FOUR new faces have filled vacant seats on Malpas Parish Council, with all pledging to do their bit for the village.
Joy Bebbington, Claire Ardern, Roma Hancock and Sue Norwood were co-opted on to the council last month and have filled four of five seats that have been empty since the last election in May.
The new councillors, who all live in Malpas, come from a variety of backgrounds and each say they are looking forward to taking up the new challenge.
Cllr Bebbington, an IT manager for Cheshire Police, said she wants to ‘make a difference’ to the community while ‘ensuring Malpas retains its charm’.
“I love living in Malpas, there is such a sense of tradition and I love being part of a community where everyone gets involved,” she added.
“I believe everyone has something to offer and I’d like to see people in rural areas get the same opportunities people living in cities get. It will be a challenge but I hope we can address these issues, come up with innovative solutions and understand other people.”

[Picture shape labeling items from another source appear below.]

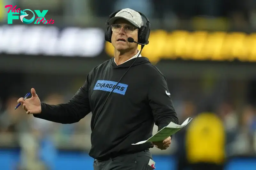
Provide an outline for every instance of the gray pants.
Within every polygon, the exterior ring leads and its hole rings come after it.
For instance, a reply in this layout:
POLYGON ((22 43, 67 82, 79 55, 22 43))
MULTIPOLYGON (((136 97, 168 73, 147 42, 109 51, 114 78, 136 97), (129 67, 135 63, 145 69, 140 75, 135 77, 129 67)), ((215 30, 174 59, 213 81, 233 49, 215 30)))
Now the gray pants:
POLYGON ((95 159, 93 164, 94 170, 153 170, 148 165, 152 158, 150 151, 144 151, 121 155, 107 160, 95 159))

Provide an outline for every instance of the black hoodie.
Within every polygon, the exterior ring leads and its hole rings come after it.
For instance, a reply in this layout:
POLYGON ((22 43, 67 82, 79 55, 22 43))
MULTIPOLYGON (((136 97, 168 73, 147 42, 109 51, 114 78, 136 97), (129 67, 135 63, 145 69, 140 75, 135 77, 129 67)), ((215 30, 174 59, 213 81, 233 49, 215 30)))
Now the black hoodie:
POLYGON ((90 112, 92 148, 89 155, 105 159, 153 146, 149 143, 132 145, 152 136, 171 121, 178 123, 164 76, 147 58, 141 57, 116 85, 136 58, 117 65, 113 58, 94 68, 66 104, 42 103, 36 117, 61 123, 78 122, 90 112), (110 92, 102 111, 100 111, 110 92))

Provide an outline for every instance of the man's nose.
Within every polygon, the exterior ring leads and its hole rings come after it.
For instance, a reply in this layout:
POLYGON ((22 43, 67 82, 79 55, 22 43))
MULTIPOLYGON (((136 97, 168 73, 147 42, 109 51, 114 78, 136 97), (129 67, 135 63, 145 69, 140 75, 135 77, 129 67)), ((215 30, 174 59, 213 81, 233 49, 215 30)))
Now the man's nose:
POLYGON ((121 29, 120 29, 120 31, 119 31, 119 33, 120 34, 124 34, 125 33, 124 32, 124 27, 122 26, 121 27, 121 29))

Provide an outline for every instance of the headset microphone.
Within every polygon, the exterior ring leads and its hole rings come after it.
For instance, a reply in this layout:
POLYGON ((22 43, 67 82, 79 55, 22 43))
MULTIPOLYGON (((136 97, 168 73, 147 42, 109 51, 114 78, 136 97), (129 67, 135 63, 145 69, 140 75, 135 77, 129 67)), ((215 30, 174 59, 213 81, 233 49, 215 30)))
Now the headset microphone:
POLYGON ((147 44, 148 44, 149 42, 148 41, 148 42, 146 44, 141 44, 140 43, 139 43, 137 42, 136 42, 134 41, 134 39, 132 37, 128 37, 128 38, 127 39, 127 40, 128 41, 128 42, 135 42, 136 44, 140 44, 140 45, 141 45, 142 46, 144 46, 147 44))

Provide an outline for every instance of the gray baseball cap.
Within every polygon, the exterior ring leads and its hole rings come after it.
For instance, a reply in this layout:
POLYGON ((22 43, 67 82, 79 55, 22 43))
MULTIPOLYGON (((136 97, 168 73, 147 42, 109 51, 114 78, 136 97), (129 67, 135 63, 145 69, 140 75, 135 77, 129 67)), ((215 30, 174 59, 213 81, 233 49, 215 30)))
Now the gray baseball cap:
POLYGON ((123 9, 116 13, 115 17, 109 20, 109 25, 112 25, 116 19, 121 18, 125 19, 134 26, 140 28, 143 25, 143 20, 140 14, 130 8, 123 9))

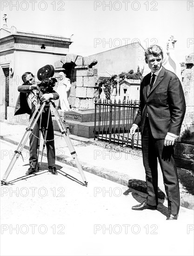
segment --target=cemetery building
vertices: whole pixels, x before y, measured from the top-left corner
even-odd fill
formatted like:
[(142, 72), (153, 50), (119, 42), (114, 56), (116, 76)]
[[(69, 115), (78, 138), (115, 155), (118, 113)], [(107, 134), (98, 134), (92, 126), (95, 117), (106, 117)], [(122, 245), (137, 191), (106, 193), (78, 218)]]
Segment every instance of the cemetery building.
[[(64, 36), (8, 28), (6, 22), (0, 30), (0, 120), (26, 122), (28, 116), (14, 116), (19, 94), (17, 88), (22, 84), (21, 76), (31, 72), (36, 77), (38, 70), (54, 62), (69, 52), (71, 39)], [(36, 78), (36, 80), (38, 80)]]

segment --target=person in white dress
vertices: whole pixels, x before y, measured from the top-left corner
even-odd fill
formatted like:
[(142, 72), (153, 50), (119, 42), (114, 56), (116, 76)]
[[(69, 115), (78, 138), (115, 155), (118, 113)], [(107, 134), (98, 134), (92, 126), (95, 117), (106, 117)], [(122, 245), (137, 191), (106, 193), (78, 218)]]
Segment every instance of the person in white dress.
[(66, 77), (66, 74), (63, 72), (60, 72), (59, 74), (59, 81), (57, 92), (60, 96), (60, 105), (63, 111), (69, 110), (70, 108), (69, 103), (69, 97), (70, 93), (71, 84), (70, 80)]

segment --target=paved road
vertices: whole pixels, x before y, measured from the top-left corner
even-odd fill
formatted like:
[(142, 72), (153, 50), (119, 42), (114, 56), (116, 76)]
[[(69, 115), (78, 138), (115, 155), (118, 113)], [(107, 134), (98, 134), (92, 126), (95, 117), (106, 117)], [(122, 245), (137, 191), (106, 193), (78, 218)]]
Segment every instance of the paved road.
[[(1, 178), (15, 146), (0, 141)], [(57, 175), (26, 176), (28, 151), (1, 187), (1, 255), (193, 255), (194, 216), (181, 208), (177, 221), (167, 208), (137, 212), (145, 195), (57, 162)], [(149, 245), (150, 245), (149, 246)]]

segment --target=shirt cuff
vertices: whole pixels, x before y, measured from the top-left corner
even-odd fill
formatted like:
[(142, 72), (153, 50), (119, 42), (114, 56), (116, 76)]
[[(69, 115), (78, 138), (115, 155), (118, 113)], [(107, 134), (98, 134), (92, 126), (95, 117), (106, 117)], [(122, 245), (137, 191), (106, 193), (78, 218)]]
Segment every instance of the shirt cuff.
[(133, 123), (132, 126), (136, 126), (137, 128), (138, 128), (138, 126), (135, 123)]
[(171, 136), (172, 137), (176, 137), (177, 136), (177, 135), (175, 135), (175, 134), (171, 133), (167, 133), (167, 134), (168, 135), (169, 135), (170, 136)]

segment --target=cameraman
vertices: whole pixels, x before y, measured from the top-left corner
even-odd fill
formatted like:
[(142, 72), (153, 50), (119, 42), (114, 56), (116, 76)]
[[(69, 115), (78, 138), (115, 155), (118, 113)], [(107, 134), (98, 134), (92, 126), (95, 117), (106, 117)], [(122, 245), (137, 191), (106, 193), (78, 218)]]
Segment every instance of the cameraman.
[[(40, 101), (44, 102), (49, 101), (50, 99), (59, 99), (59, 94), (54, 90), (52, 93), (43, 94), (39, 89), (38, 84), (35, 81), (34, 76), (31, 72), (24, 73), (22, 76), (22, 79), (24, 84), (18, 88), (18, 90), (20, 93), (17, 101), (14, 115), (27, 113), (30, 115), (30, 119)], [(48, 118), (48, 129), (47, 138), (45, 138), (44, 131), (46, 130)], [(32, 133), (30, 135), (30, 158), (29, 159), (30, 168), (26, 173), (27, 175), (35, 173), (37, 167), (37, 149), (40, 119), (40, 117), (39, 117)], [(48, 108), (45, 108), (43, 110), (41, 121), (41, 132), (44, 139), (47, 141), (46, 146), (48, 168), (52, 174), (57, 175), (57, 171), (55, 167), (54, 131), (51, 114), (50, 112), (48, 116)]]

Village issues including parking and speeding are some of the topics accounts manager Cllr Hancock wants to tackle in her new role.
She said: “It won’t be easy as there’s a lot of work to do but I think it will really open my eyes and make me more aware.
“I grew up in Malpas and used to know everyone but there are lots of people I don’t know now and I’m looking forward to meeting them.”
Cllr Ardern, a young mother of two who joins her mother Gill on the council, would like to see new services for children and young people in the village.
“I first moved to Malpas as a teenager and it’s one of those places you want to keep coming back to. It’s a lovely environment for kids and the place I want to bring mine up,” she added.
“I want to see Malpas maintain the rural aspect and hear everyone’s ideas.”
Cllr Norwood, now retired after working in the NHS for 40 years, hopes to be a ‘voice’ for the community.
“I’d like to help maintain the community spirit we have in Malpas. The village has a heart and I want it to keep on beating.
“It’s being that voice for everyone who doesn’t always get that opportunity to have their say.”